È ora di riprendere in mano i Piani di Azioni Positive. Con l’introduzione dei GEP stiamo correndo il rischio di avviare negli enti pubblici dei percorsi paralleli, in cui documenti in gran parte simili attuano azioni che rischiano di sovrapporsi e limitarsi reciprocamente. Solo una visione chiara degli impatti che intendiamo ottenere in merito a parità di genere, rispetto delle diversità e inclusione (Equality, Diversity and Inclusion – EDI) ci permetterà di elaborare mappe dettagliate delle iniziative esistenti e di conseguenza valorizzarle e potenziarle.
I GEP sono arrivati negli enti pubblici italiani anni dopo l’introduzione dei Comitati Unici di Garanzia (CUG), come sanno bene l’Unione Europea e l‘Istituto Europeo per la Parità di Genere (#EIGE).
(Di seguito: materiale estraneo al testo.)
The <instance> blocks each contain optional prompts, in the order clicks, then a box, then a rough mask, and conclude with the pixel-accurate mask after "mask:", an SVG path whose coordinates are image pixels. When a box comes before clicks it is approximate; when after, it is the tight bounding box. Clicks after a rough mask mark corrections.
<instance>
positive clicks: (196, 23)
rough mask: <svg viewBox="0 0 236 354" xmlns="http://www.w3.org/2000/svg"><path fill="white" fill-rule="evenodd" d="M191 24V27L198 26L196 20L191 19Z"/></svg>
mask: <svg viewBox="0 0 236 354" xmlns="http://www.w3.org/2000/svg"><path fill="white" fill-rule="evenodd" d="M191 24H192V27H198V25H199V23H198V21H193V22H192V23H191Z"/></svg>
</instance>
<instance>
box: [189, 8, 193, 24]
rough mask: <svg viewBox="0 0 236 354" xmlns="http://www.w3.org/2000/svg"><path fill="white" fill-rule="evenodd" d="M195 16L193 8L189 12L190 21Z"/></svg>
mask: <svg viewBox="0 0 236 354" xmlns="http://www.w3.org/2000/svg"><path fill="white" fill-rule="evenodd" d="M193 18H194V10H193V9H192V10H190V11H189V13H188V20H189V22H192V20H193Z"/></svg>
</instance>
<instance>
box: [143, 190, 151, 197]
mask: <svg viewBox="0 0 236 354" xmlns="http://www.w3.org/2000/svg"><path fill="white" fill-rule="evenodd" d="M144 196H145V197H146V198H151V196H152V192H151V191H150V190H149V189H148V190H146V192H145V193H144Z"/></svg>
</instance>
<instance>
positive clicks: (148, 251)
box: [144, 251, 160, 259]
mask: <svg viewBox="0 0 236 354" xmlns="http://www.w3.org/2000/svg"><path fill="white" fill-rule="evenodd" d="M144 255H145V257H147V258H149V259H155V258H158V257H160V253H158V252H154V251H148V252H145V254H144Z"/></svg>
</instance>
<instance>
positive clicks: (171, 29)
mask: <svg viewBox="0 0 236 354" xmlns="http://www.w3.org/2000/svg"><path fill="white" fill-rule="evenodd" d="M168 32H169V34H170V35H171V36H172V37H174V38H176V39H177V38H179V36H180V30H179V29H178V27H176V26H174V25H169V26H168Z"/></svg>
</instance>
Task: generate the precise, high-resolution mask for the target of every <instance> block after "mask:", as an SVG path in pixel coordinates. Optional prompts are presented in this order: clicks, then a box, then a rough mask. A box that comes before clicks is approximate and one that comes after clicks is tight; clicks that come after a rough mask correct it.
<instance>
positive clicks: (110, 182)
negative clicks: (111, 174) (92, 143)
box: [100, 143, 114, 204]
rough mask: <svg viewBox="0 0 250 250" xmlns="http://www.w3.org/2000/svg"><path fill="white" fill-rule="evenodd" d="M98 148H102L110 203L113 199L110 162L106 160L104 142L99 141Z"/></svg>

Le similitudini fra i GEP e i Piani di Azioni Positive, realizzati dai CUG, sono evidenti, ma non possiamo “svuotare” i PAP di azioni sulla parità di genere per trasferirle nei GEP. Inoltre, vi sono molti aspetti dei PAP che mostrano un approccio più moderno e inclusivo rispetto ai GEP, cosa da valorizzare e diffondere.
Inoltre esistono molte iniziative e figure professionali già consolidate negli enti pubblici e che non rientrano formalmente nei PAP e, ora, nei GEP. Una visione focalizzata sui GEP come strumento principale per la promozione della parità di genere rischia di offuscare altre iniziative. Una visione globale permetterebbe di rilanciare e valorizzare quanto ora rischia di perdere visibilità.
Ho condiviso su LinkedIn alcune riflessioni su questo tema, scaturite in incontri di formazione e aggiornamento di personale di enti pubblici. Il consenso è unanime, si tratta ora di avviare percorsi condivisi.